Available for both Windows and Mac users, Diner Dash: Flo on the Go doesn’t stray far from what made its predecessors so popular – in fact, it’s virtually the same game – but PlayFirst added a few new twists to keep the game-play fresh and fun.
For one, gamers can now dress up Flo in a number of customizable ways; every few levels or so you can gain access to Flo’s Closet and unlock new articles of clothing and other accessories, such as open-toe sandals, Capri pants, a visor, floral shirts and aprons, and so forth – and then choose what Flo should wear before going back to work. It doesn’t change the game any, but it’s enjoyable to change up her outfits.
Being on a boat, Flo will also find herself in unique situations. For example, tourists may want her to take their photo before they order. Or a rough current means some water may spill off the table and onto the floor, which you will need to mop up. If the power goes out, you need a flashlight to see (and seat) the customers. Families with babies need a high-chair or two brought to them, and so on. You get the idea. By the way, after Level 9, the game gets a lot tougher to reach your goal.
Along with tourists, who tip well but don’t like noisy neighbors, lovebirds take their time to order and eat. As you’d expect, you need to tailor your strategy based on who’s ordering (e.g. you may have time to mop up before the lovebirds will beckon you, while cell phone users are less patient!).
Upgrades are also tied to the ship’s deck, such as better-looking lounge chairs, lap pools and fancy umbrellas.
Without giving much away, Flo may begin her, so-called vacation on a cruise ship, but her adventures will take her in many other interesting places!
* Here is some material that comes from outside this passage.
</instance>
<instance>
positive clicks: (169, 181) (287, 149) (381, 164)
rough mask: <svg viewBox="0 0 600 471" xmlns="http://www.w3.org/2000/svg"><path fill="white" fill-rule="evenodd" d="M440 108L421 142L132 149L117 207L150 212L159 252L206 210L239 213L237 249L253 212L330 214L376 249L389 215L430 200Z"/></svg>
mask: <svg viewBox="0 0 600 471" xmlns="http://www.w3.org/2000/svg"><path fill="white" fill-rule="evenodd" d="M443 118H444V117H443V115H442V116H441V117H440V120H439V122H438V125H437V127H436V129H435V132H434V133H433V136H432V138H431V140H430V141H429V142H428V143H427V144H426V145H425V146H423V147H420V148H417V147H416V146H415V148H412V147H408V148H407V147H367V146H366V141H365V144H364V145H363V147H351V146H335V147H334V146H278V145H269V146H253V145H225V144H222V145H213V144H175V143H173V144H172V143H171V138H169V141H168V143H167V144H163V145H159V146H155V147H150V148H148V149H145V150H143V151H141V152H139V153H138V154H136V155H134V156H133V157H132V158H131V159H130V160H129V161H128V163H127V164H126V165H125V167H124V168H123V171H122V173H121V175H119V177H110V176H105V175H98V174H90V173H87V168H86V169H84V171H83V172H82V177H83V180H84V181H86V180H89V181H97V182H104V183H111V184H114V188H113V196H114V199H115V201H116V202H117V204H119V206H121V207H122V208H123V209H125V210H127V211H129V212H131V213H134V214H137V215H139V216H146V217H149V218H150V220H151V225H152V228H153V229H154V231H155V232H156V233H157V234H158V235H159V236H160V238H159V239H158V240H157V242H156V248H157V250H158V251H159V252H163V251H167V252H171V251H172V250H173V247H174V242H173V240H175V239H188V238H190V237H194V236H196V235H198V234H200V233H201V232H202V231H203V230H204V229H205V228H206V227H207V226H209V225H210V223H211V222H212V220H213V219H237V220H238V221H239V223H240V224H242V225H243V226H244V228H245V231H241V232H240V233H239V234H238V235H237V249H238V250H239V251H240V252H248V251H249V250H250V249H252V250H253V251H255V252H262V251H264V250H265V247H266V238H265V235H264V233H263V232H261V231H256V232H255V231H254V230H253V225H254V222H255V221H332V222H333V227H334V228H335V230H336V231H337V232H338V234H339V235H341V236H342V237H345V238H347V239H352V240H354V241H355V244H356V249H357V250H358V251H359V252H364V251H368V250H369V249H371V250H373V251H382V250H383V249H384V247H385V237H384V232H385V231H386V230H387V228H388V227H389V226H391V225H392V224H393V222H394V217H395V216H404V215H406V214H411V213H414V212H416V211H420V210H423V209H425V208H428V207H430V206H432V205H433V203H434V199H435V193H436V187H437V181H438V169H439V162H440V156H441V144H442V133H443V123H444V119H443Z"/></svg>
We here at Gamezebo will let you discover this for yourself…
Diner Dash: Flo on the Go does exactly what a good sequel should: give gamers more of what they’ve grown to love about the series yet add new angles to keep the game-play interesting. Some, however, who may have expected more, or who don’t care about dressing Flo up in new outfits, may be disappointed there isn’t anything too new in this sequel. Overall, however, it’s truly a game that’s easy to play but hard to put down.